Kubernetes Probes: Liveness, Readiness, and Startup

Introduction#

Kubernetes uses three probe types to manage pod lifecycle: liveness (is the container healthy?), readiness (is the container ready to serve traffic?), and startup (has the container finished initializing?). Misconfigured probes cause unnecessary restarts, traffic to unready pods, and slow rolling deployments.

Probe Types#

Liveness Probe#

Determines if the container is running correctly. Failure triggers a container restart.
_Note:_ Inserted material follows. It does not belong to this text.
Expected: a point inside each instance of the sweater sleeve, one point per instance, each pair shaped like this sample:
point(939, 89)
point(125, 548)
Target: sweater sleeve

Use case: detect deadlocks, memory leaks that make the app unresponsive, or infinite loops that cannot be detected from outside.

livenessProbe:
  httpGet:
    path: /healthz
    port: 8080
  initialDelaySeconds: 10   # wait before first probe
  periodSeconds: 15          # probe every 15s
  timeoutSeconds: 5
  failureThreshold: 3        # restart after 3 consecutive failures
  successThreshold: 1

Readiness Probe#

Determines if the container is ready to serve traffic. Failure removes the pod from Service endpoints (no traffic routed to it).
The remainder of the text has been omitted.